L’inquisitrice ne sut plus où se placer. Ni quel endroit observer. Tant de personnes sillonnaient autour d’elle, à un rythme qui lui paraissait s’accélérer minute après minute. À force de ripailler, coulés dans l’ivresse, ces invités en perdaient l’essence de leurs sens. Docini aurait bien désiré se divertir autant qu’eux, se revigorer de quelque pitance, sautiller aux assonances musicales. Sa conscience l’ankylosait plus que son devoir. La distraction est synonyme de relâchement. Au nom des innocents, des justes, je dois rester ouvrir l’œil à chaque instant.

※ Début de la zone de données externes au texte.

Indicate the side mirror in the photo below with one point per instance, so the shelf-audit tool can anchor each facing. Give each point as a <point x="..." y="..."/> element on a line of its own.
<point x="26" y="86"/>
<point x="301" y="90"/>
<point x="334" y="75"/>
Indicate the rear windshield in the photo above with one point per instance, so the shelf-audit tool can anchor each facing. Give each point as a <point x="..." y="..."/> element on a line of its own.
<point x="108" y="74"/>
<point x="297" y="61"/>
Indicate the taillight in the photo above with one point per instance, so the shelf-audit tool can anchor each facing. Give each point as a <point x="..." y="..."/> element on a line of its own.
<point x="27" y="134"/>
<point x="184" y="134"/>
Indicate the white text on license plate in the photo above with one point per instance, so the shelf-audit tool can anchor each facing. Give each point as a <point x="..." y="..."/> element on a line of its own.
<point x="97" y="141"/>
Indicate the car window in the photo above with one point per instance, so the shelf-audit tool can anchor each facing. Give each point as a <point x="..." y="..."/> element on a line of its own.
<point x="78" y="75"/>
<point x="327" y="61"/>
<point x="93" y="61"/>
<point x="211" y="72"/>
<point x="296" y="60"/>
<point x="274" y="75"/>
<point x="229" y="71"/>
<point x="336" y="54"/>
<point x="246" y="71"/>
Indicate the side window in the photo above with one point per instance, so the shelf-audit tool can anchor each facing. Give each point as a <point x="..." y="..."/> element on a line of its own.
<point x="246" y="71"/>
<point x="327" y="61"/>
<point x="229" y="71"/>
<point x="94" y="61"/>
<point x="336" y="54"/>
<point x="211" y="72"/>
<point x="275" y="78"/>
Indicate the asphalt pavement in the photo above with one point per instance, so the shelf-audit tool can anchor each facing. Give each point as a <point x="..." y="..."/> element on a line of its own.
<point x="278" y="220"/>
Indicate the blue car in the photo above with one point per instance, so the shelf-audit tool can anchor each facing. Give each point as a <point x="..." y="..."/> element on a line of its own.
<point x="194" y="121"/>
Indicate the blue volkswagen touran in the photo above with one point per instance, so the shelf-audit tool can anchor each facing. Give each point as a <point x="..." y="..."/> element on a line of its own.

Une ultime lampée dessécha sa gorge. Avec amertume, mordillant ses lèvres inférieures, elle avisa que sa coupe était vide. Survint sans prévenir une femme qui enroula son bras autour de son cou. Des rougeurs saillaient son visage et contrastaient avec la teinte ébène de sa peau. Docini effaça tout ressentiment alors que l’impromptue se fendait d’un trop large sourire, portant malaisément un gobelet rempli à ras bord.

— Dis donc, toi ! interpella-t-elle, peinant à articuler. Tu m’as l’air un peu coincée !

— Excusez-moi, mais êtes-vous quelqu’un d’important ? douta Docini.

— Oh, tout de suite tu te fâches ! Ne pouvons-nous pas faire connaissance, tels de futurs amis ?

— Vous avez plein d’autres invités avec lesquels discuter. Moi, je dois m’assurer que les gens comme vous soient en sécurité.

— Tout va bien, ici, détends-toi Et présentons-nous. Je m’appelle Tanéhisse Oudora, viticultrice de renom ! Mon légendaire vin épicé fait fureur dans tout l’empire ! Voilà pourquoi l’impératrice a tant tenu à m’inviter ici.

Tanéhisse perdit l’équilibre et se raccrocha de justesse sur l’inquisitrice. Du liquide vermeil fut renversé à terre, entre rire et hoquet de cette femme. C’en devient ridicule. Pourquoi est-ce que j’attire toujours ce genre de personnes vers moi ?

— Vous êtes biturée avec votre propre vin ? admonesta Docini.

— Et pourquoi pas ! se targua Tanéhisse. Il faut bien essayer ses propres produits. Je n’ai pas besoin d’être alerte. Goûte donc cette riche boisson, tu ne le regretteras pas ! Une gorgée ou deux te requinqueront !

— Non merci. Pas une goutte d’alcool par sûreté. De toute manière, je n’aime pas le vin, encore moins lorsqu’il est épicé.

— Trop de méfiance est futile ! Que pourrait-il nous arriver, voyons ?

Des vibrations estomaquèrent Docini. D’abord elle se demanda si elle ne tressaillait par excès de vigilance. Autour d’elle s’arrêtèrent également d’autres miliciens. Plusieurs se dévisagèrent avec perplexité, et même Koulad se redressa, pantelant, refoulant ses propres frissons.

Un retentissement déchira les tympans de tout un chacun. Au loin s’effondrait une des tours environnantes : des cylindres de poussières s’assimilèrent dans l’air sec, à peine visibles au-delà de cette densité d’arbres.